Hana entfernte sich nun von den Männern und erlaubte den Beginn des außergewöhnlichen Spaziergangs. Augustin winkte, während er Stück für Stück unter der Kante der Insel verschwand. Kira zögerte nicht länger und sprang auf. Die Basílissa gebot ihr mit einer raschen Handbewegung Einhalt.

»Störe die Männer nicht, Kira«, fuhr sie das Mädchen an.
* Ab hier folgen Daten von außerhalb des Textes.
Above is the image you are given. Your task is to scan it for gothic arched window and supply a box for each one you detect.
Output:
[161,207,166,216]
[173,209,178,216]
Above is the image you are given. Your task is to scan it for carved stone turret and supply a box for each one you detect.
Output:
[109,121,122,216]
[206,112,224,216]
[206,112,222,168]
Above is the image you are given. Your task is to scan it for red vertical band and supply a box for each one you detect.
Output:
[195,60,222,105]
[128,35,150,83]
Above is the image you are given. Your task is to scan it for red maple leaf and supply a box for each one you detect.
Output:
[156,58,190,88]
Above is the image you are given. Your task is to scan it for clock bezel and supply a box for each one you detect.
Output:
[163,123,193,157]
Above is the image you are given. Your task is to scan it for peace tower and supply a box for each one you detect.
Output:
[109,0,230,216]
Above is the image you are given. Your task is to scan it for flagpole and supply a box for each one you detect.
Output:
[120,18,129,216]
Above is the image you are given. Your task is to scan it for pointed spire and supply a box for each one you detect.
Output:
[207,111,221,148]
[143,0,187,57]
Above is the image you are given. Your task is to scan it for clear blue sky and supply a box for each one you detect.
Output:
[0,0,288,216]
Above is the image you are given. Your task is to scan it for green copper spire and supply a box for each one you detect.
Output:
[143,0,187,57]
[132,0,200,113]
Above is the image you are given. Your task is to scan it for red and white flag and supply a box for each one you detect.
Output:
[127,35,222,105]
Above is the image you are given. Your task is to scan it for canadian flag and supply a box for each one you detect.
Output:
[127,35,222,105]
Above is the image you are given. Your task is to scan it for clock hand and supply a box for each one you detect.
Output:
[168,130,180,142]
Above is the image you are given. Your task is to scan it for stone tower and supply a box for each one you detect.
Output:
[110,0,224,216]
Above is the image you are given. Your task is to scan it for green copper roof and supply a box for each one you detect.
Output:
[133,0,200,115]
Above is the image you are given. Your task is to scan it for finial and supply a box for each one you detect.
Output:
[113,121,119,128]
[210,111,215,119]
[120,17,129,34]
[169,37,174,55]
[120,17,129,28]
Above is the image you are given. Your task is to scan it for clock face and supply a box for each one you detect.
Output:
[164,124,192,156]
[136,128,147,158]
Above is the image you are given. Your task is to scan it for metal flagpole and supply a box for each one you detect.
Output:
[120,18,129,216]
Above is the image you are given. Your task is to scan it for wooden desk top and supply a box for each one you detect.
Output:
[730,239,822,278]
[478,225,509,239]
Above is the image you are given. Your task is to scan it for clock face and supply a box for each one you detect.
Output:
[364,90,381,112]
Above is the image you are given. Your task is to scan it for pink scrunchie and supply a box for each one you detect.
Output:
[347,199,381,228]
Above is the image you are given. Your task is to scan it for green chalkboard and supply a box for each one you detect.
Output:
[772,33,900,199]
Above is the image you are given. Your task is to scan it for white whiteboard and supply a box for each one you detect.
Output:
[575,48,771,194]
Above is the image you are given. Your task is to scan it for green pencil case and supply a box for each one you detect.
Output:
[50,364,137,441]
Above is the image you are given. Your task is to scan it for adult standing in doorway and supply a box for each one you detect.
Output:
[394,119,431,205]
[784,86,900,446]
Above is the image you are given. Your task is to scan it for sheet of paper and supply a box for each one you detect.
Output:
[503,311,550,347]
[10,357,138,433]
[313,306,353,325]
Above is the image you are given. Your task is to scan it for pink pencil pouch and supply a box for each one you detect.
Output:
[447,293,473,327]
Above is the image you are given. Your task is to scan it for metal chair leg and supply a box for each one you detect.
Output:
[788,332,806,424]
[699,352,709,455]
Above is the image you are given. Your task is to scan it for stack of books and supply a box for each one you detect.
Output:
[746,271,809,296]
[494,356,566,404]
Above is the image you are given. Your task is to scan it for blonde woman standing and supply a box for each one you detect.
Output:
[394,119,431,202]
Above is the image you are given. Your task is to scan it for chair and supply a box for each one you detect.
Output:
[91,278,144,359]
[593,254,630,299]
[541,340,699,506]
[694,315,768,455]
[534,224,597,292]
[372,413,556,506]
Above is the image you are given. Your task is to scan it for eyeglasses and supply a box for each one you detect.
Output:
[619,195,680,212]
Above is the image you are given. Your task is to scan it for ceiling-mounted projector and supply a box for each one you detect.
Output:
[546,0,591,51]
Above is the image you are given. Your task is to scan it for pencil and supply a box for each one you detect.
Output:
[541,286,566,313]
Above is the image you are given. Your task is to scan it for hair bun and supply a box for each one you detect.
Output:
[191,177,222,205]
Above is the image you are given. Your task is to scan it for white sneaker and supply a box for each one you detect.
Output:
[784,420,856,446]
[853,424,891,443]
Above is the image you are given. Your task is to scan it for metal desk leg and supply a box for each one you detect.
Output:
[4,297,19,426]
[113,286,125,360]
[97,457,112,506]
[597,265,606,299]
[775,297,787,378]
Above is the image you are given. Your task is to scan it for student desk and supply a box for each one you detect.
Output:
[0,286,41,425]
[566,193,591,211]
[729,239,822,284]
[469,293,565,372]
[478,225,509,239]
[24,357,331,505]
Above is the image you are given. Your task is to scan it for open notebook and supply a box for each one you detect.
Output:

Sie blieb murrend auf der Terrasse stehen und streckte sich, trotzdem konnte sie Augustin nicht mehr sehen. Da waren nur noch zwölf starke Männer, etliche Seile und der blaue, ruhige Ozean.

Kira beugte sich auf dem Geländer vor und wollte den Khan gerade bitten, ein wenig zur Seite zu gehen, als dieser nach hinten sackte.

»Ähm, Khan Elliott?«, fragte sie, um kein weiteres Aufsehen zu erregen. »Ist alles in Ordnung?«

Mit einem lauten Schnarchen beantwortete Elliott ihre Frage. Am liebsten hätte Kira ihm ins Gesicht geschlagen, und auch Aaron stand vor Empörung der Mund offen. Was für eine Unverschämtheit, einfach einzuschlafen! Entnervt standen sie auf und gingen zu der Basílissa, die nur wenige Schritte von der Terrasse entfernt stand.

Die Angst ließ nicht lange auf sich warten, dieses Mal spürte selbst Kira, was in Aaron vorging. Er wurde bleich und stolperte zitternd voran. Kira griff nach seiner Hand und sah ihn beunruhigt an, während die Basílissa vom Geschehen abgelenkt wurde.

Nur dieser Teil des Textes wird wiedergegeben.